Monday, 12 October 2009

"I'd Like" Athens, Greece

I started this book of short stories called "I'd Like" late on Saturday and finished it early Monday, which probably tells you how much I enjoyed it.

As the author, Amanda Micalopoulou, states in her afterword, instead of a general anthology; she ended up writing "stories that would read like versions of an unwritten novel", and indeed they do. That is not to say that the stories themselves are not self-contained, they all are, but there is a - sometimes bewildering - series of motifs and themes that occur throughout this book (often of the visceral type: a red beret, a broken little finger, bloodied feet, theft from corpses etc). Yet this fragmentation works, especially as there is a central core of two sisters called Stella and Christiana who interlink this loose narrative (despite the timescales of the stories meaning that these cannot be the same characters throughout the book as a whole). And of course the other constant is the author herself (not necessarily Amanda herself) who pervades this works with a touching sense of self doubt about her own writing. That particular device reminded me a lot of Kurt Vonnegut's appearances in his own fiction (under his own pseudonym of Kilgore Trout).

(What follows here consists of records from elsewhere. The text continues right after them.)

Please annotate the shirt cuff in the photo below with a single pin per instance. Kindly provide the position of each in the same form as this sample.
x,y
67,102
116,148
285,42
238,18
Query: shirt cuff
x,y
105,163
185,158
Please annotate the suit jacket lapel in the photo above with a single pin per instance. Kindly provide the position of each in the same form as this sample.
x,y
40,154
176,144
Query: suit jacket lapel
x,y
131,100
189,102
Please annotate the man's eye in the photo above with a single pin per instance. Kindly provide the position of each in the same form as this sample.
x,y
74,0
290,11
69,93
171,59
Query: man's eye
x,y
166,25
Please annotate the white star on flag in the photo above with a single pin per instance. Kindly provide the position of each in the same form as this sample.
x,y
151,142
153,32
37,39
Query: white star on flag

I am probably making this book sound complex and difficult, and it isn't. The stories are honest, fresh and interesting, funny and poignant, - and the overall sense one gets is of a profound awareness of the shared human condition with just a glimpse of redemption (although the short story "Story for fools" puts that squarely in our own hands rather than any wider God).

My one gripe? Well, this is more about shedding light on being human, as opposed to being Greek! That said, there are some great descriptions of Greece both rural and urban, but at the end of the day this is a fascinating collection by a Greek author who demonstrates that - at least in a European context - our national psyches are not so different.

Which makes my next port of call particularly interesting. The work is another set of short stories by a female author: 'Ledra Street'. However this work is set in divided Cyprus (i.e. divided between Greece and Turkey). The setting of Ledra Street is particularly interesting, as this is a street which is divided in two within Nicosia - which is itself a unique example of a city divided between the two states since the Turkish intervention in 1974.

As such, this setting forms an interesting bridge between Western and Eastern 'Europe', (as well as a suitable destination en route to Turkey from Greece) and I shall update this blog once with my humble thoughts, once I have finished the book.